Endoscopy 2019; 51(04): S162-S163
DOI: 10.1055/s-0039-1681650
ESGE Days 2019 ePoster podium presentations
Friday, April 5, 2019 16:30 – 17:00: ERCP stones ePoster Podium 4
Georg Thieme Verlag KG Stuttgart · New York

ERCP IN BILIARY STONES DISEASE: WHAT RESULTS FOR ELDERLY PATIENTS?

S Mrabti
1   Gastroenterology II, Military Teaching Hospital of Rabat, Rabat, Morocco
,
H Seddik
1   Gastroenterology II, Military Teaching Hospital of Rabat, Rabat, Morocco
,
H Boutallaka
1   Gastroenterology II, Military Teaching Hospital of Rabat, Rabat, Morocco
,
A Sair
1   Gastroenterology II, Military Teaching Hospital of Rabat, Rabat, Morocco
,
I El koti
1   Gastroenterology II, Military Teaching Hospital of Rabat, Rabat, Morocco
,
S Sentissi
1   Gastroenterology II, Military Teaching Hospital of Rabat, Rabat, Morocco
,
A Benkirane
1   Gastroenterology II, Military Teaching Hospital of Rabat, Rabat, Morocco
› Author Affiliations
Further Information

Publication History

Publication Date:
18 March 2019 (online)

 

Aims:

The aim is to evaluate the indications and safety of ERCP in elderly subjects, and to compare the results with younger patients.

Methods:

From September 2002 to November 2018, we included 93 patients with biliary stones who underwent endoscopic drainage, in our department of Gastroenterology II. Patients older than 75 years were defined as elderly. Statistical analysis was performed by SPSS20 software.

Results:

Among 924 ERCP performed for biliary stones disease, 10.1% were over 75 years old (n = 93). The sex ratio M/F was 0.9%. 23.7% had a history of cholecystectomy (n = 22).5.4% had already endoscopic biliary sphincterotomy (n = 5). The indication for ERCP was acute biliary pancreatitis in 1.1% of cases (n = 1), acute cholangitis in 23.7% of cases (n = 22), a multiple large stones in 61.3% (n = 57). The diverticular papilla was present in 21.5% of cases (n = 20). Endoscopic biliary sphincterotomy was performed in 93.5% of cases (n = 87). We used additional maneuvers in 31.3% of cases, namely a naso-biliary drain in 14% (n = 13), mechanical lithotripsy in 4.3% (n = 4), extracorporeal lithotripsy in 1.1% (n = 1), enlargement of endoscopic sphincterotomy in 1.1% (n = 1), sphincteroclasy in 5.4% (n = 5), an endoprothesis was implanted in 5.4% (n = 5).
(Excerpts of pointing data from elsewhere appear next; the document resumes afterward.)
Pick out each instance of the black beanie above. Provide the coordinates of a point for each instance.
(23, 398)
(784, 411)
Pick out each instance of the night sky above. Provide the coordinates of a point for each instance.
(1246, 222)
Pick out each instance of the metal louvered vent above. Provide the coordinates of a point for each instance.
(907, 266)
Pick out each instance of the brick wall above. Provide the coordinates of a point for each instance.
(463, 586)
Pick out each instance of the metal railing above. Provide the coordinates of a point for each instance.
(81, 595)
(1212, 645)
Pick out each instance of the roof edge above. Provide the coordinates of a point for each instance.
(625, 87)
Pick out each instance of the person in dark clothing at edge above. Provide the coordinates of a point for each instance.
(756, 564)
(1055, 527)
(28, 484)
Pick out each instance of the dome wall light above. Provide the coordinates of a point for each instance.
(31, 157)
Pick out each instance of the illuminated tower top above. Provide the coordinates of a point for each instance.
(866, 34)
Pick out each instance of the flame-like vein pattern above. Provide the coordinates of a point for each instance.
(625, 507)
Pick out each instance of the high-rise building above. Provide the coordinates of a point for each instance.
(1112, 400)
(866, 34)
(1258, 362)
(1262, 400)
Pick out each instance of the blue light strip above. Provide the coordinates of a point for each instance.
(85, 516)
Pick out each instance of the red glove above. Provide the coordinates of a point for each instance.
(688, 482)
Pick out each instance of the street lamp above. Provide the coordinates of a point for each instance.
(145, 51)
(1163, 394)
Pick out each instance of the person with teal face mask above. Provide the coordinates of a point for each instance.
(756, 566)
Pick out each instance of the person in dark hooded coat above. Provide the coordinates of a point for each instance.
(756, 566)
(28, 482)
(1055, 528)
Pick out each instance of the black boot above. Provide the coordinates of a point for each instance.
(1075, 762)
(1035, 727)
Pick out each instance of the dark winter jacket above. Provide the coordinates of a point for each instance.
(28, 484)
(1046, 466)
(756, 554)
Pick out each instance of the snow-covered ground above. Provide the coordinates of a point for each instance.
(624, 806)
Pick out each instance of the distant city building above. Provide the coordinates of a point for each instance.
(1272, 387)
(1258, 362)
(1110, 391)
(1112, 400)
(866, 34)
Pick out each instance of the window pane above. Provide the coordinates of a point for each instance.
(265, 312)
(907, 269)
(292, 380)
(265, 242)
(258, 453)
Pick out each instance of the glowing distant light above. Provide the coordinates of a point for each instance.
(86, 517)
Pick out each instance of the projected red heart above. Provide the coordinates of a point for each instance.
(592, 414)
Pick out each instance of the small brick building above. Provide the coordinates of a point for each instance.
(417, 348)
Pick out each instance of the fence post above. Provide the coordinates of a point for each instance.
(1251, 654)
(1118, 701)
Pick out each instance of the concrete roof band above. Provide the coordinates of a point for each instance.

The early complication rate post ERCP was 7.6%. The initial success rate was 62.4% (n = 58). The overall success rate was 88.2% (n = 82) compared to 92.3% for patients younger than 75 years of age (p= 0.1).

Conclusions:

Our study confirms that ERCP is a safe procedure in elderly patients, and that there is no difference in efficacy compared to younger patients.